Bogna Michalina Konior

Assistant Arts Professor at Interactive Media Arts department and Research Fellow at AI & Culture Research Centre, NYU Shanghai. Recently, her work explores species-level shifts in human culture and politics across technological and ecological changes, especially with regards to Eurasia. She publishes widely on the subjects of new media, digital culture, philosophy, and futurism.
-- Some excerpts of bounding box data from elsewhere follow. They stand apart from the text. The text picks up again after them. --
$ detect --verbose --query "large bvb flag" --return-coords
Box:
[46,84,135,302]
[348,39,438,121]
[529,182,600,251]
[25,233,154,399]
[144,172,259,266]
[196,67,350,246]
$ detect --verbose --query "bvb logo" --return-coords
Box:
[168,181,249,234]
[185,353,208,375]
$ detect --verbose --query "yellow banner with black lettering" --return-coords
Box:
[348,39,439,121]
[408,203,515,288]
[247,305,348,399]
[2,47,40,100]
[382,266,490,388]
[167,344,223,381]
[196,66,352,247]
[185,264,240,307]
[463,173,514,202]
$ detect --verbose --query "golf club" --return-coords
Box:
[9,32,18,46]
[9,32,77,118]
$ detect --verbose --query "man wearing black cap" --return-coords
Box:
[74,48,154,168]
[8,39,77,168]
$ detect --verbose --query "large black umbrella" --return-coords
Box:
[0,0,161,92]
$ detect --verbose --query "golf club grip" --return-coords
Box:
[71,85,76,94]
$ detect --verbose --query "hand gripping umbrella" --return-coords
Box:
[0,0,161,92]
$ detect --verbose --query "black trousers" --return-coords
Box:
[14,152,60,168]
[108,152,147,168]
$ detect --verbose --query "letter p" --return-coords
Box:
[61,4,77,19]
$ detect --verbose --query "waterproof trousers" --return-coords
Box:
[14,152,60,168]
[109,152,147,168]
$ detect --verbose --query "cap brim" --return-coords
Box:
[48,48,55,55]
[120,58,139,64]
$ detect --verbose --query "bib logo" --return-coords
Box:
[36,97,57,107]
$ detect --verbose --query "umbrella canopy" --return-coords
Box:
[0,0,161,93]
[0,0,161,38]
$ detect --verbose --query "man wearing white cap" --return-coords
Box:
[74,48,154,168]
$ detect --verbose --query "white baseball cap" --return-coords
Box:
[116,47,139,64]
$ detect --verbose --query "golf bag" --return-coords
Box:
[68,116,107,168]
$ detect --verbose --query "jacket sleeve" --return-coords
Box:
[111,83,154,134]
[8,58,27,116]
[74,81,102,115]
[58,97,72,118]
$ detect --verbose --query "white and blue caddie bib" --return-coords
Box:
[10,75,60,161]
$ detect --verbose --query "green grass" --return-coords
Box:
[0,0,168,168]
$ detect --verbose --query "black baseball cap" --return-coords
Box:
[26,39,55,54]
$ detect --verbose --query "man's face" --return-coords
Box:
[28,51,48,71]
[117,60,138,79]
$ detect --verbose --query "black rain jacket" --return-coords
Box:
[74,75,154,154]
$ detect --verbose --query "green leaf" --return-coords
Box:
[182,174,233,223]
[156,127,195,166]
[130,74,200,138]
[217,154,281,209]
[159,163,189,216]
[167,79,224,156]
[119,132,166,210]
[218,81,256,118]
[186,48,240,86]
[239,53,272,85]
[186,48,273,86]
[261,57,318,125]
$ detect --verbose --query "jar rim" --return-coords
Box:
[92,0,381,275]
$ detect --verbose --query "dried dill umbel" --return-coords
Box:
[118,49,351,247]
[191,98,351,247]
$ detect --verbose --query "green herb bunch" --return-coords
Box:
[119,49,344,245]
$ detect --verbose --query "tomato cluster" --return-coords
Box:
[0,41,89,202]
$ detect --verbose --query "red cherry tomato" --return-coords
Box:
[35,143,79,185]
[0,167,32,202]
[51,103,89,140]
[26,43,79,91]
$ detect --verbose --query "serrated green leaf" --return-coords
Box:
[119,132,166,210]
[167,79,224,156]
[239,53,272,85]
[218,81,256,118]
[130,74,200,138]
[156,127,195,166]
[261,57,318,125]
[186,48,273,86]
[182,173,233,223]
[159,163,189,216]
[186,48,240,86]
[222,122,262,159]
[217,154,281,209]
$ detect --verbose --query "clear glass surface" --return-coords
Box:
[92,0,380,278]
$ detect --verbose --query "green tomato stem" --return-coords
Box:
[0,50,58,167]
Forthcoming essays explore, among others, artificial intelligence in the work of Stanislaw Lem, accelerationism after the Cold War, and mystical imaginations of space colonialism. Learn more at www.bognamk.com   

Natalia Sielewicz

Art historian, curator at the Museum of Modern Art in Warsaw, PhD candidate. In her exhibitions and essays she undertakes issues related to feminism, technology and affective cultures. Most recently she curated Agnieszka Polska. The Thousand-year Plan (2021), Paint also known as Blood. Women, Affect and Desire in Contemporary Painting (2019), Hoolifemmes (2017), the exhibition problematizing performativity and dance as modes of feminine resistance. She also curated the Ministry of Internal Affairs. Intimacy as Text (2017), which was dedicated to affects, autofiction and poetics of confession in literature and visual arts as well as: Private settings (2014), one of the first institutional shows analyzing the impact of the Internet 2.0 on the human condition in the age of late capitalism; and Bread and Roses. Artists and the Class Divide (2015, together with Łukasz Ronduda).

McKenzie Wark

author, among other things, of "Capital is Dead" (Verso 2019) and "Sensoria" (Verso 2020). Her book on Kathy Acker, "Philosophy for Spiders", is out from Duke University Press in September 2021. She teaches at Eugene Lang College, the undergraduate liberal arts division of The New School, in New York City.